Internal Validity: Assuming that there is a relationship in this study, is the relationship a causal one?

Just because we find that use of the WWW site and knowledge are correlated, we can’t necessarily assume that WWW site use causes the knowledge. Both could, for example, be caused by the same factor. For instance, it may be that wealthier students who have greater resources would be more likely to use have access to a WWW site and would excel on objective tests. When we want to make a claim that our program or treatment caused the outcomes in our study, we can consider the internal validity of our causal claim.

Construct Validity: Assuming that there is a causal relationship in this study, can we claim that the program reflected well our construct of the program and that our measure reflected well our idea of the construct of the measure?

In simpler terms, did we implement the program we intended to implement and did we measure the outcome we wanted to measure? In yet other terms, did we operationalize well the ideas of the cause and the effect? When our research is over, we would like to be able to conclude that we did a credible job of operationalizing our constructs – we can assess the construct validity of this conclusion.

External Validity: Assuming that there is a causal relationship in this study between the constructs of the cause and the effect, can we generalize this effect to other persons, places or times?

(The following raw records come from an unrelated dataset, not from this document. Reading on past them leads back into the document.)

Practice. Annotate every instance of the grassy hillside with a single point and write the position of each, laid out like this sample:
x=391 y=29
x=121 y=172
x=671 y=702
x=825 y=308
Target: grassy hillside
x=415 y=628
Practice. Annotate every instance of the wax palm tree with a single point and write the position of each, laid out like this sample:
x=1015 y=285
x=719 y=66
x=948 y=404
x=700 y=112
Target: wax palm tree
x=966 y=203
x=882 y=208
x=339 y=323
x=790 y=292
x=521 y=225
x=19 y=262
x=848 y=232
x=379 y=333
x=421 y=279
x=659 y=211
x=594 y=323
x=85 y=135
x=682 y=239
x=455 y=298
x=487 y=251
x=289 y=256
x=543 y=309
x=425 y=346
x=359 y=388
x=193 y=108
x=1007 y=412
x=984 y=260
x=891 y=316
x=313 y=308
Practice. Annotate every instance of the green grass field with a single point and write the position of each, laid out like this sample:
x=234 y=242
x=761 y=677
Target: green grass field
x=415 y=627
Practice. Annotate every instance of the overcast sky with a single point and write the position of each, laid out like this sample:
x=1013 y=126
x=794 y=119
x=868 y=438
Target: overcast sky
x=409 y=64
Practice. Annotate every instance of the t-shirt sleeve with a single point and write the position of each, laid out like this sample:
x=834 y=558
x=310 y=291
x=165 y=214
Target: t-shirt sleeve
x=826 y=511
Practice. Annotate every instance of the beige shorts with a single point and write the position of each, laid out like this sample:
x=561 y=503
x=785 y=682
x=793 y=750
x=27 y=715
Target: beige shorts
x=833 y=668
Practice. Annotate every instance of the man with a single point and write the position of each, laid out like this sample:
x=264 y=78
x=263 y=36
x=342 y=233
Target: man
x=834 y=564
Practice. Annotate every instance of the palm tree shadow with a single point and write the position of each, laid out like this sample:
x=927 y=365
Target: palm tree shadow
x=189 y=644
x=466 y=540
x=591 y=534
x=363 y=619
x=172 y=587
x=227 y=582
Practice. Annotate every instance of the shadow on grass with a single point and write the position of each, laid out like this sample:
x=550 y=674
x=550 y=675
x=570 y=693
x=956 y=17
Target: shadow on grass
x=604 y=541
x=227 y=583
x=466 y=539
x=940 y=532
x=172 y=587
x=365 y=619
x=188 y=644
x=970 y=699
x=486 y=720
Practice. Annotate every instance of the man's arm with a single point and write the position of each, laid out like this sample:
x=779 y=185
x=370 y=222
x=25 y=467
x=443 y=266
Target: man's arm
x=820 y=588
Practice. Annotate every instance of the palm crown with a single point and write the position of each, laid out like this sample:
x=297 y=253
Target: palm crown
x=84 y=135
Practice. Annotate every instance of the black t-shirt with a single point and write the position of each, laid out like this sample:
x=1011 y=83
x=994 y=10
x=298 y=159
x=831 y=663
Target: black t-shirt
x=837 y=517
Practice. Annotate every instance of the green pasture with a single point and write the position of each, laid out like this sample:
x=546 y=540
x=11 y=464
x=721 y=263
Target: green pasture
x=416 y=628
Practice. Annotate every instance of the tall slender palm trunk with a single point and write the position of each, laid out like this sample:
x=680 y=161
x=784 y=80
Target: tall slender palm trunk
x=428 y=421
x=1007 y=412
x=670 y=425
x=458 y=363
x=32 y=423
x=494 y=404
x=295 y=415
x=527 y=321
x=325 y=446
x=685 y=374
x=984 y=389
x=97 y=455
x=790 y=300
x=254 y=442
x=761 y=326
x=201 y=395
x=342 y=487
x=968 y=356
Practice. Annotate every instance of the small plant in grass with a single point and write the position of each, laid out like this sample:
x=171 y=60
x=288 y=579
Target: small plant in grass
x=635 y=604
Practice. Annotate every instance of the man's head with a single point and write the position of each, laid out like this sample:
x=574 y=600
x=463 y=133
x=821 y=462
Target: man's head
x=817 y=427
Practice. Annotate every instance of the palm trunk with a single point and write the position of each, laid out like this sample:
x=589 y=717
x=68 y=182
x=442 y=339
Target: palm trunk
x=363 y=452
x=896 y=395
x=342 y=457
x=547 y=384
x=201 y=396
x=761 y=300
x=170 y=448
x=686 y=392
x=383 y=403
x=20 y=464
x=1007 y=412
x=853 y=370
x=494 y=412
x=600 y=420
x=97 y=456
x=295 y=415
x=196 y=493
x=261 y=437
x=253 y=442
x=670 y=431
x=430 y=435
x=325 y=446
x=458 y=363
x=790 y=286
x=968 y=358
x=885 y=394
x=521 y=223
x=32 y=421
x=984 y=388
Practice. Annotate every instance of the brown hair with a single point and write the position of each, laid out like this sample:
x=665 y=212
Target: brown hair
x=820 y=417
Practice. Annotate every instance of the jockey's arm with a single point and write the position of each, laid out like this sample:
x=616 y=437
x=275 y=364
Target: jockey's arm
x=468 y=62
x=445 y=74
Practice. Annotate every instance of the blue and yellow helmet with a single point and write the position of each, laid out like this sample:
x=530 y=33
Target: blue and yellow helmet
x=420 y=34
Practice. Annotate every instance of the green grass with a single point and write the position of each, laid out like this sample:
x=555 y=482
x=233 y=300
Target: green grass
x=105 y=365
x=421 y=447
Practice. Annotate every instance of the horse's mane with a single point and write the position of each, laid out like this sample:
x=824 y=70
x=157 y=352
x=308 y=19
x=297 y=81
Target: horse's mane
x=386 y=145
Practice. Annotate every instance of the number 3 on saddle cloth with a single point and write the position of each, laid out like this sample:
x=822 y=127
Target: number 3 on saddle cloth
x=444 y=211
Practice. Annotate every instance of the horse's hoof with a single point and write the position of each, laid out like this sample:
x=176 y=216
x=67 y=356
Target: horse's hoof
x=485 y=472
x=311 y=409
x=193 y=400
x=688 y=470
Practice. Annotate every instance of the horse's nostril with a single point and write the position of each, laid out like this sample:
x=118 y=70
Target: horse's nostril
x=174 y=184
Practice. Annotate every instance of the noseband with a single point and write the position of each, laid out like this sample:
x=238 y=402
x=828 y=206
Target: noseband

We are likely to make some claims that our research findings have implications for other groups and individuals in other settings and at other times. When we do, we can examine the external validity of these claims.

Notice how the question that each validity type addresses presupposes an affirmative answer to the previous one. This is what we mean when we say that the validity types build on one another. The figure shows the idea of cumulativeness as a staircase, along with the key question for each validity type.

For any inference or conclusion, there are always possible threats to validity – reasons the conclusion or inference might be wrong. Ideally, one tries to reduce the plausibility of the most likely threats to validity, thereby leaving as most plausible the conclusion reached in the study. For instance, imagine a study examining whether there is a relationship between the amount of training in a specific technology and subsequent rates of use of that technology. Because the interest is in a relationship, it is considered an issue of conclusion validity. Assume that the study is completed and no significant correlation between amount of training and adoption rates is found. On this basis it is concluded that there is no relationship between the two. How could this conclusion be wrong – that is, what are the “threats to validity”? For one, it’s possible that there isn’t sufficient statistical power to detect a relationship even if it exists. Perhaps the sample size is too small or the measure of amount of training is unreliable. Or maybe assumptions of the correlational test are violated given the variables used. Perhaps there were random irrelevancies in the study setting or random heterogeneity in the respondents that increased the variability in the data and made it harder to see the relationship of interest. The inference that there is no relationship will be stronger – have greater conclusion validity – if one can show that these alternative explanations are not credible. The distributions might be examined to see if they conform with assumptions of the statistical test, or analyses conducted to determine whether there is sufficient statistical power.

The theory of validity, and the many lists of specific threats, provide a useful scheme for assessing the quality of research conclusions. The theory is general in scope and applicability, well-articulated in its philosophical suppositions, and virtually impossible to explain adequately in a few minutes. As a framework for judging the quality of evaluations it is indispensable and well worth understanding.